Water crisis

Published April 8, 2024

PAKISTAN is starting its new summer cropping — kharif — season with a whopping 30pc water shortage caused by lower-than-normal snowfall last winter. However, water regulator Irsa is hopeful that the monsoon rains will plug the shortage in the latter part of the kharif season. This pattern is not unfamiliar to most of us as it repeats itself every year without exception. Only the quantum of water scarcity varies from year to year, and is sometimes followed by discord among the provinces, particularly between Sindh and Punjab, over the formula used to share these shortages. It is also worrisome for smallholder farmers living at the tail-end of the canals. The water scarcity is predicted to worsen going forward, owing mainly to climate change unleashed by rapid global warming, which has already altered weather patterns significantly, as well as social and economic factors. Pakistan has been facing a severe water crisis that is putting millions of lives at risk. A UN report Global Water Security Assessment last year had placed Pakistan in the critically water-insecure category, indicating that the country is facing a water emergency that requires immediate attention. It said that Pakistan is among the most water-stressed countries in the world, with rapidly declining per capita water availability, owing to an unbridled population and environmental factors. As the factors responsible for the shortage of water and its inefficient use are likely to get worse in the coming years, unless immediate action is initiated to ward off the apocalypse, poverty and food insecurity are forecast to surge.

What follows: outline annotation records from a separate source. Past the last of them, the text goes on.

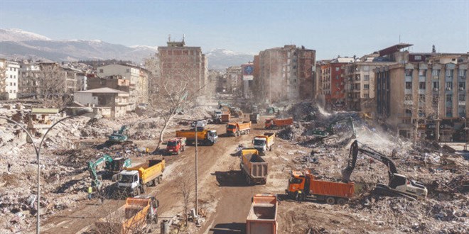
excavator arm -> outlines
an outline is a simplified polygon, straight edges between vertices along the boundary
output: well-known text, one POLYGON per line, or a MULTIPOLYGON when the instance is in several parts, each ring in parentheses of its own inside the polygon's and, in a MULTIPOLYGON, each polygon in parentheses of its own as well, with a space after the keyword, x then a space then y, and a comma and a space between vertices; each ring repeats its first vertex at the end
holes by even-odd
POLYGON ((353 169, 355 168, 357 157, 359 152, 384 164, 386 167, 387 167, 389 181, 391 181, 391 179, 394 177, 394 174, 397 174, 396 165, 392 160, 391 160, 391 159, 365 145, 363 145, 363 147, 359 147, 358 141, 355 140, 352 145, 350 145, 350 151, 348 155, 347 167, 342 171, 342 179, 344 182, 348 182, 350 181, 352 172, 353 172, 353 169))

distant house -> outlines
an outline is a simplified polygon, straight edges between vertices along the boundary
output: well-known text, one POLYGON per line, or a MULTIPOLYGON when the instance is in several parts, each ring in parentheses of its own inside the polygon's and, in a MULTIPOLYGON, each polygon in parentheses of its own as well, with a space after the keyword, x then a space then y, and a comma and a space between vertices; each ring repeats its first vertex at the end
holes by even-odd
POLYGON ((73 101, 92 106, 95 113, 104 117, 119 118, 126 114, 129 93, 111 88, 99 88, 75 92, 73 101))

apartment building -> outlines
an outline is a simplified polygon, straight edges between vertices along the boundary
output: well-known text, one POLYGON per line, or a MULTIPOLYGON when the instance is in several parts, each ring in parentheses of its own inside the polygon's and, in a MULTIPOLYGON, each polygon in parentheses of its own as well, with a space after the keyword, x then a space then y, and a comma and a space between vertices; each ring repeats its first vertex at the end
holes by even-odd
POLYGON ((56 62, 22 62, 19 65, 18 95, 71 95, 85 89, 84 77, 82 70, 56 62))
POLYGON ((18 94, 19 65, 0 60, 0 99, 16 99, 18 94))
POLYGON ((401 50, 411 45, 379 51, 395 62, 374 69, 377 116, 403 138, 467 141, 469 54, 401 50))
POLYGON ((377 52, 354 59, 352 62, 344 65, 345 106, 348 111, 372 117, 376 106, 373 70, 393 63, 382 60, 377 52))
POLYGON ((313 97, 316 50, 285 45, 261 51, 254 57, 256 99, 271 104, 313 97))
POLYGON ((345 108, 344 65, 352 62, 353 57, 338 57, 320 66, 321 83, 325 107, 332 110, 345 108))
POLYGON ((129 109, 135 109, 139 103, 148 103, 149 101, 149 72, 142 67, 127 64, 109 65, 96 68, 99 77, 120 76, 129 81, 129 109))
POLYGON ((208 82, 207 60, 200 47, 185 46, 182 41, 171 41, 167 46, 158 48, 159 75, 171 79, 183 79, 193 84, 190 92, 200 94, 199 101, 205 99, 208 82))

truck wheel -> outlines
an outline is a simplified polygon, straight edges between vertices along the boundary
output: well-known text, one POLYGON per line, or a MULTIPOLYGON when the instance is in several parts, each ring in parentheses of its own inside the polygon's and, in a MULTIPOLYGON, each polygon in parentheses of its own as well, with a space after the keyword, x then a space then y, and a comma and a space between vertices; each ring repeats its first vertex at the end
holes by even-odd
POLYGON ((333 205, 335 204, 335 199, 332 196, 328 196, 325 199, 325 202, 329 205, 333 205))
POLYGON ((346 203, 347 203, 347 199, 337 199, 337 204, 340 205, 340 206, 343 206, 346 203))

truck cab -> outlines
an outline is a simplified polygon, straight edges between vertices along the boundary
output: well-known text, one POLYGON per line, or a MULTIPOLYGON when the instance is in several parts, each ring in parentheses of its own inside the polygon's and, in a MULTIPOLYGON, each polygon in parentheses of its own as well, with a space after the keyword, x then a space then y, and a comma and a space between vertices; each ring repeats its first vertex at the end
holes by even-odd
POLYGON ((140 183, 140 177, 139 172, 136 170, 124 170, 119 173, 117 176, 117 186, 119 189, 129 189, 131 194, 135 194, 139 191, 141 184, 140 183))
POLYGON ((294 195, 298 191, 304 191, 306 177, 301 172, 291 172, 289 186, 286 191, 289 195, 294 195))
POLYGON ((215 144, 217 142, 217 139, 218 138, 218 135, 217 135, 217 130, 209 130, 207 134, 208 140, 210 140, 211 143, 215 144))
POLYGON ((267 150, 267 140, 266 138, 254 138, 252 141, 254 147, 259 152, 266 152, 267 150))

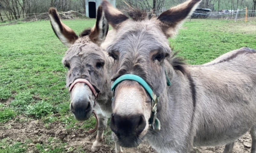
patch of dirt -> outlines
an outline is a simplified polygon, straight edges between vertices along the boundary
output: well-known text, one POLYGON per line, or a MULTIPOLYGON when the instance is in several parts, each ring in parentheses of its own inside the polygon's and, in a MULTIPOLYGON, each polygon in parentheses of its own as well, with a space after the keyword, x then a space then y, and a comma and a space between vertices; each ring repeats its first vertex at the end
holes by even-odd
MULTIPOLYGON (((49 20, 49 12, 48 12, 43 13, 34 14, 27 18, 25 21, 35 21, 41 20, 49 20)), ((82 14, 73 11, 70 11, 68 12, 58 11, 58 14, 61 20, 65 19, 74 19, 83 17, 82 14)))
MULTIPOLYGON (((82 150, 86 152, 91 153, 91 148, 97 134, 96 132, 90 134, 84 130, 76 129, 75 127, 67 129, 65 124, 60 123, 52 123, 46 127, 41 121, 36 120, 28 121, 25 117, 22 116, 0 125, 0 140, 6 139, 10 142, 12 140, 13 142, 23 143, 25 143, 28 140, 31 140, 28 143, 27 153, 39 153, 39 150, 36 147, 37 143, 50 146, 52 149, 53 149, 60 147, 63 142, 67 144, 64 152, 74 153, 80 152, 79 150, 82 150), (53 138, 51 141, 49 140, 51 138, 53 138), (72 148, 74 149, 70 149, 72 148)), ((114 143, 110 142, 107 140, 107 137, 104 135, 105 139, 103 145, 97 152, 115 152, 114 143)), ((236 142, 233 153, 249 153, 251 143, 250 136, 247 133, 236 142)), ((199 148, 194 149, 190 153, 221 153, 224 147, 222 146, 199 148)), ((156 153, 146 143, 135 148, 123 148, 123 150, 124 153, 156 153)))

Many insist that the country can, indeed, avoid this disaster and overcome increasing water insecurity through the efficient management of its water resources, and by improving its inadequate infrastructure. For example, the early adoption of modern environment-friendly irrigation technologies could save much of this resource from being wasted in agricultural fields, which consume nearly 97pc of freshwater, because of inefficient flood irrigation. Likewise, investments in infrastructure could minimise the massive loss of water — estimated to be around 40pc — available in the system to evaporation and pilferage. This requires the formulation of a long-term holistic water management policy in line with our national economic growth and development priorities. Unfortunately, political instability, economic uncertainty, and interprovincial discord on water apportionment continue to impede water sector reforms and perpetuate water insecurity for millions of people.